Like a lot of musicians who tour for a living, Tim Nordwind says he doesn’t get to do much sightseeing when he comes to a state to do a show.

But Nordwind — bassist for the power-pop band OK Go — makes it a point to seek out good local food wherever he goes. And he says he’ll continue that this weekend, when OK Go is one of the headliners at the KahBang Music Festival on Bangor’s waterfront.

“We’re definitely foodies. We always try to seek out the best local food,” Nordwind said. “So we’ll be looking for lobster. In Alabama and Texas, we’ve had some great barbecued ribs. We always give somebody the mission of researching the best local places for us to eat.”

OK Go will be performing Saturday night, just before up-and-coming rapper B.o.B. (Bobby Ray Simmons) closes the festival. On the first night of the festival, Friday, hip-hop legend Biz Markie will be the headliner with a 10 p.m. show.

In all, some 30 local, regional and national acts will grace three stages in a field setting along Bangor’s riverfront, just off Main Street. The music festival is part of the larger KahBang Festival, which began Aug. 6 and includes art events and film screenings at various venues around Bangor.

The second annual event was conceived by a group of arts-minded Bangor residents, all in their 20s.

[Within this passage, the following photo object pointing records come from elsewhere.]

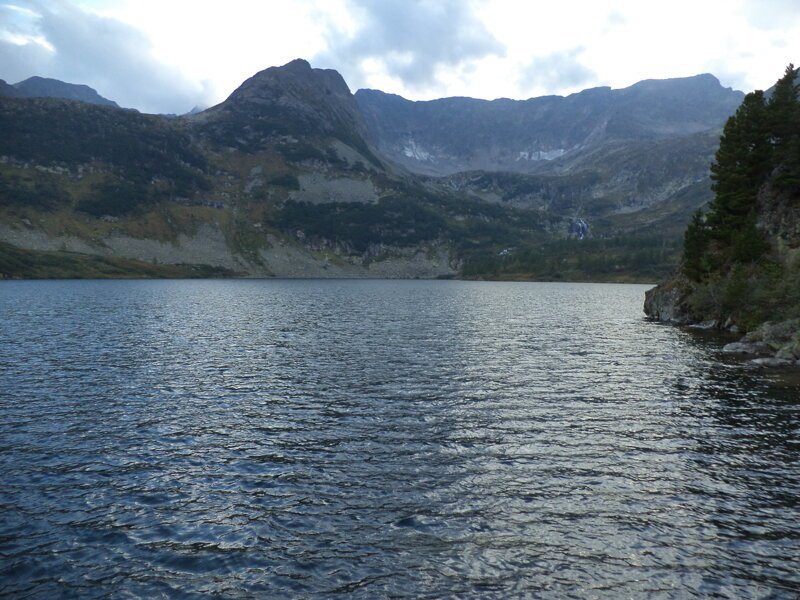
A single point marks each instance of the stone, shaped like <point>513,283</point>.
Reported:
<point>772,362</point>
<point>754,348</point>
<point>704,325</point>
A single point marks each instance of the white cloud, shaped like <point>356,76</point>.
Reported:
<point>157,55</point>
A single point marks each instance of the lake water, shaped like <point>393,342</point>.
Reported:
<point>377,438</point>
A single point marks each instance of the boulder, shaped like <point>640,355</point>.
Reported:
<point>772,361</point>
<point>751,348</point>
<point>666,303</point>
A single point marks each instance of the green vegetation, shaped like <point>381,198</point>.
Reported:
<point>734,270</point>
<point>613,259</point>
<point>31,264</point>
<point>148,158</point>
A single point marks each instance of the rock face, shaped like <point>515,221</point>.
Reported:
<point>7,90</point>
<point>42,87</point>
<point>666,303</point>
<point>546,134</point>
<point>293,100</point>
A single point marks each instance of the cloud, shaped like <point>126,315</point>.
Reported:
<point>60,40</point>
<point>557,71</point>
<point>409,40</point>
<point>771,14</point>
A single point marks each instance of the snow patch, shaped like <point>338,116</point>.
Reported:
<point>412,150</point>
<point>536,155</point>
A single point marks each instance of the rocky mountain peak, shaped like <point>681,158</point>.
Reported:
<point>294,99</point>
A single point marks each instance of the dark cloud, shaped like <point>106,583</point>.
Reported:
<point>557,71</point>
<point>412,38</point>
<point>106,54</point>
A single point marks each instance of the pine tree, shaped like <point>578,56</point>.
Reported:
<point>743,162</point>
<point>784,121</point>
<point>695,246</point>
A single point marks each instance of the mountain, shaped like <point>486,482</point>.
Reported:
<point>739,268</point>
<point>291,100</point>
<point>287,177</point>
<point>450,135</point>
<point>7,90</point>
<point>623,160</point>
<point>42,87</point>
<point>279,179</point>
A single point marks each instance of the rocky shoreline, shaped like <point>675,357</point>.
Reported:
<point>771,344</point>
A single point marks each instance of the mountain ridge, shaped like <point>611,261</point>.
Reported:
<point>284,177</point>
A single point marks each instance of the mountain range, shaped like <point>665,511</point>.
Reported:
<point>293,175</point>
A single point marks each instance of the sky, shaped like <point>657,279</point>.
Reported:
<point>169,56</point>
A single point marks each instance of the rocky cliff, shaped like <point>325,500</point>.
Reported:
<point>741,259</point>
<point>43,87</point>
<point>287,176</point>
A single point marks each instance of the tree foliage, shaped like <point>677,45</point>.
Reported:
<point>760,143</point>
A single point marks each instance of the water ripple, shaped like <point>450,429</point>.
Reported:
<point>370,439</point>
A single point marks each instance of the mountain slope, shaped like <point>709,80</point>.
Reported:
<point>740,267</point>
<point>441,137</point>
<point>42,87</point>
<point>285,178</point>
<point>279,179</point>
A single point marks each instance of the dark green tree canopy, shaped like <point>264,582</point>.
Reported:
<point>760,143</point>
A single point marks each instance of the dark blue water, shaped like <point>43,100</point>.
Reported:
<point>400,439</point>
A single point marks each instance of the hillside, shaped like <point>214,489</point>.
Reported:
<point>740,268</point>
<point>279,179</point>
<point>43,87</point>
<point>287,177</point>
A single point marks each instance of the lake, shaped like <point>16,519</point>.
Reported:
<point>269,438</point>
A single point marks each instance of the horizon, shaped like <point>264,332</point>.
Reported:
<point>353,92</point>
<point>143,55</point>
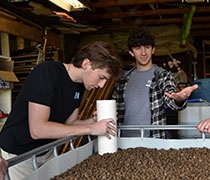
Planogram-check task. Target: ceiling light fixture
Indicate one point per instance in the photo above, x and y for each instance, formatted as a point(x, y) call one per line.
point(69, 5)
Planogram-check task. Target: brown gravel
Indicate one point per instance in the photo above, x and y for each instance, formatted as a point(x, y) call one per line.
point(143, 163)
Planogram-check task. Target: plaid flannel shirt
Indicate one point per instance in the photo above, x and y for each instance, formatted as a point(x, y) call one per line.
point(162, 81)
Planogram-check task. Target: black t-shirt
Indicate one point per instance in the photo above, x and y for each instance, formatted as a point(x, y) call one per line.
point(49, 84)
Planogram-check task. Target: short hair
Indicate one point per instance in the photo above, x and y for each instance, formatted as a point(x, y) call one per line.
point(143, 37)
point(101, 55)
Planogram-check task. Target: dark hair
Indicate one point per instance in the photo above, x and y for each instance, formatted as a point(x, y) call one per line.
point(101, 55)
point(143, 37)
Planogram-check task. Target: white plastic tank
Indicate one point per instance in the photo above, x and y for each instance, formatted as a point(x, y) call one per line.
point(192, 115)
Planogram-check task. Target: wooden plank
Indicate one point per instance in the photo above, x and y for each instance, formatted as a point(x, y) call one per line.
point(28, 32)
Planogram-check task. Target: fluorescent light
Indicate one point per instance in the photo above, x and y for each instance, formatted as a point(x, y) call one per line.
point(68, 5)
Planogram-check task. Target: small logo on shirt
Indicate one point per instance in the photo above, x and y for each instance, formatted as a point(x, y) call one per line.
point(149, 82)
point(76, 95)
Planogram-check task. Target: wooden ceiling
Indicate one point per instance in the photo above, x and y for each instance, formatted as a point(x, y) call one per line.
point(106, 16)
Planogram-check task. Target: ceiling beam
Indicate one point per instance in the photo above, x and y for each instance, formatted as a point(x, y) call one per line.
point(171, 11)
point(128, 3)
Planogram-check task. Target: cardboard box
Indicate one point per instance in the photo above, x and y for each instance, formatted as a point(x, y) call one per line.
point(7, 76)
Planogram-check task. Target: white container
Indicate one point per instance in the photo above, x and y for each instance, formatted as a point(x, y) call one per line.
point(106, 109)
point(192, 115)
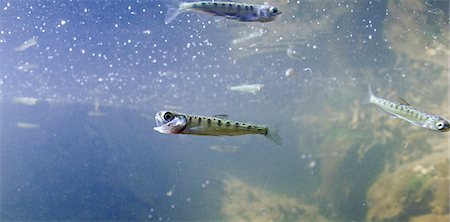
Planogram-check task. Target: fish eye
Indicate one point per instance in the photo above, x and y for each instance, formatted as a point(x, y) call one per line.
point(440, 125)
point(168, 116)
point(274, 11)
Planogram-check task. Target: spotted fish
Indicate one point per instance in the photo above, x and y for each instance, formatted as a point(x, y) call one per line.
point(231, 10)
point(411, 114)
point(179, 123)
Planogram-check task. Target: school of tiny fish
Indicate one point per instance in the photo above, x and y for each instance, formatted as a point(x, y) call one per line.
point(170, 122)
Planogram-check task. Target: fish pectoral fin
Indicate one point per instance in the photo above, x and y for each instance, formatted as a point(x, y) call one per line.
point(403, 101)
point(221, 116)
point(197, 129)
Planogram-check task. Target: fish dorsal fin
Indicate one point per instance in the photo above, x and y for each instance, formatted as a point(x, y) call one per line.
point(221, 116)
point(403, 101)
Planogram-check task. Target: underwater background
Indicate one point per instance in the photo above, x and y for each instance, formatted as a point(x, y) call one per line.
point(81, 81)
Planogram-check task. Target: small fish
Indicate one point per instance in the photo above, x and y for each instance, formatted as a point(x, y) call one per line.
point(27, 44)
point(170, 122)
point(231, 10)
point(250, 88)
point(411, 114)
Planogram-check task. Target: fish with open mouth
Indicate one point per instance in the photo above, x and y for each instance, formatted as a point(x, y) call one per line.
point(405, 111)
point(170, 122)
point(231, 10)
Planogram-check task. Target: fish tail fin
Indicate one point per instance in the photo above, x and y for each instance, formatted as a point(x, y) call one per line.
point(173, 10)
point(273, 135)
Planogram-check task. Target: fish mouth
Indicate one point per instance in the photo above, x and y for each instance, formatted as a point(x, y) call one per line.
point(159, 120)
point(176, 125)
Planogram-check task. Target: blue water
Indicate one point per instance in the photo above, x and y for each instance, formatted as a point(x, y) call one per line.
point(120, 56)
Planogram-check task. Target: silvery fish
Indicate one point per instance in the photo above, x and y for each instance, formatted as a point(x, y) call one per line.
point(411, 114)
point(170, 122)
point(231, 10)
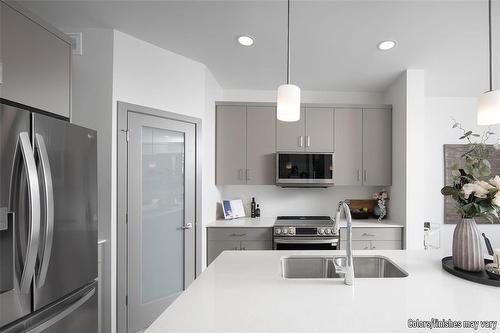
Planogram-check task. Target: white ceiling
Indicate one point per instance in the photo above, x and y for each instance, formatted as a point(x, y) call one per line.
point(333, 42)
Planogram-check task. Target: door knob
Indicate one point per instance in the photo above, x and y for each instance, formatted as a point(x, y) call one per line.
point(187, 226)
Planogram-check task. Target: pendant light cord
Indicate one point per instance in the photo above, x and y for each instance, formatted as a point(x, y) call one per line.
point(490, 45)
point(288, 47)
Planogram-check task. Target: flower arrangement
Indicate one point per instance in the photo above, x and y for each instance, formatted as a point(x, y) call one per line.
point(474, 190)
point(381, 197)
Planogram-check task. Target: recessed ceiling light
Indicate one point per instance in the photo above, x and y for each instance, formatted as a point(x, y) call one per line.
point(386, 45)
point(245, 40)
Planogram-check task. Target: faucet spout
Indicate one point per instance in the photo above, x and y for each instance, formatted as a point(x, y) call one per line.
point(349, 269)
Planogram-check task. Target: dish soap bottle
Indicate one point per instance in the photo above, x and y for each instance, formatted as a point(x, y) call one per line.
point(252, 208)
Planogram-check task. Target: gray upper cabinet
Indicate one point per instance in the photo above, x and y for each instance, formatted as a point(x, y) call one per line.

The goal, said KahBang communication director Chris Michaud, is to “throw an amazing national-caliber entertainment event in our hometown.”

“It is our goal to evolve KahBang into the South by Southwest of the Northeast,” said Michaud, referring to the nationally-known arts and music festival held annually in Austin, Texas. “A destination festival for artists, industry insiders, filmmakers, musicians and fans alike set against the backdrop of a beautiful Maine summer in Bangor’s intimate and accessible environment.”

The festival’s line-up is eclectic, to say the least. Biz Markie is an old-school hip-hop legend who was helping to steer the genre into the mainstream in the mid-1980s. B.o.B is a hip-hop artist on the rise, and OK Go is all about power-pop and rock.

The guys in OK Go were heavily influenced by punk rock and Brit pop, as well as classic rock. And although there is no audible hint of hip-hop in their music, Nordwind calls Markie “a childhood hero of mine.”

“My musical tastes were all over the map as a kid, and I always liked him. In fact, we just saw him DJ in New York,” said Nordwind, 34, who grew up in Kalamazoo, Mich.

Nordwind and his bandmates appreciate the skills of a DJ, being technically adept themselves. They’ve won critical raves and awards for their videos, which they make themselves, and they sell a lot of their music to video game companies.

The latter is more about finding ways to get their music to more ears than about a love of video games.

“MTV doesn’t play music and radio is dying, so this is an alternative way to get our music out there,” said Nordwind. “A lot more kids play video games than watch MTV or listen to the radio.”

On both days of the festival, music will begin around 2 p.m. and last until around 11 p.m. But after the outdoor music stops, there will be more live music at a half-dozen Bangor venues under the heading “[email protected]

Those venues include Paddy Murphy’s, Ipanema Bar & Grill, Luna, Sea Dog Brewing Co. and Thai Lounge. Some require tickets, others are free.

“Everything we do is for the betterment of the show, and by proxy, the betterment of the Bangor cultural, creative and traditional economies,” said Michaud.